Non-deterministic output. Even with temperature locked, Claude's output varies run to run. If your CI makes hard decisions based on Claude's answer (approve, block, merge), wrap the decision in explicit validation. Do not trust a single review as a quality gate. The same principle applies to any zero-downtime deployment pipeline: never let a non-deterministic check be the only gate.
Repository-scale context. Headless Claude Code does not have the interactive session's ability to build up context across many prompts. It sees what you give it, plus whatever tools you let it call. For large refactors or cross-module changes, use the SDK with a persistent session, not the CLI.
Debugging failed runs. When a CI Claude run does something weird, you have only the JSON log. Interactive sessions are far easier to debug because you can inspect state live. In CI, logging every tool call with --verbose is the only way to reconstruct what happened.

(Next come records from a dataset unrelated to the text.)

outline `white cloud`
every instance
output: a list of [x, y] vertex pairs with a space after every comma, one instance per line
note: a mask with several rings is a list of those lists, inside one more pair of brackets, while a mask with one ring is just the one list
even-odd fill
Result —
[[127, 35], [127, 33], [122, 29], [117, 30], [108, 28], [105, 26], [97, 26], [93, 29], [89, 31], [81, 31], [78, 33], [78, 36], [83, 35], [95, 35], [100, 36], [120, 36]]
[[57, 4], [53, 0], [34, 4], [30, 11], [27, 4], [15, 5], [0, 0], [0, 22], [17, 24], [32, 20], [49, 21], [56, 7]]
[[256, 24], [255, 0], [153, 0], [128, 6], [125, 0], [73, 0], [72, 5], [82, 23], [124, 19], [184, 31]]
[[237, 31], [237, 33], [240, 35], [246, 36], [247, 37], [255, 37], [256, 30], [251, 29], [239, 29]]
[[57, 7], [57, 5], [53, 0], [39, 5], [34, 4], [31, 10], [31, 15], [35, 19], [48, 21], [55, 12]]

Cost at scale. The $15-25/month figure is for moderate pull request review. Generative tasks, large refactors, and multi-file changes can run ten to twenty times more expensive per job. Budget before you roll out, and track total_cost_usd in your logs per job.
Start small
A sensible rollout: one job, one repo, one week. Pick pull request review because it is read-only, contained, and easy to evaluate. Put the workflow behind a label like claude-review so it only runs on PRs you opt in. Watch the cost dashboard every day for the first week. Once the invocation is stable and the cost is bounded, expand scope.
Do not start with code-generation jobs in CI. They are more useful but they are also where every cost and security footgun lives. Generation works best interactively in a reviewed session, not fired from an automated trigger against user-controlled content.
Claude Code in CI is not magic. It is a fast, capable coding model with sharp edges when you run it unattended. Handle the edges up front, using the flags, validation, and cost controls above, and the automated review workflow earns its place in the pipeline. Skip them, and unattended Claude Code will find creative ways to surprise your API bill.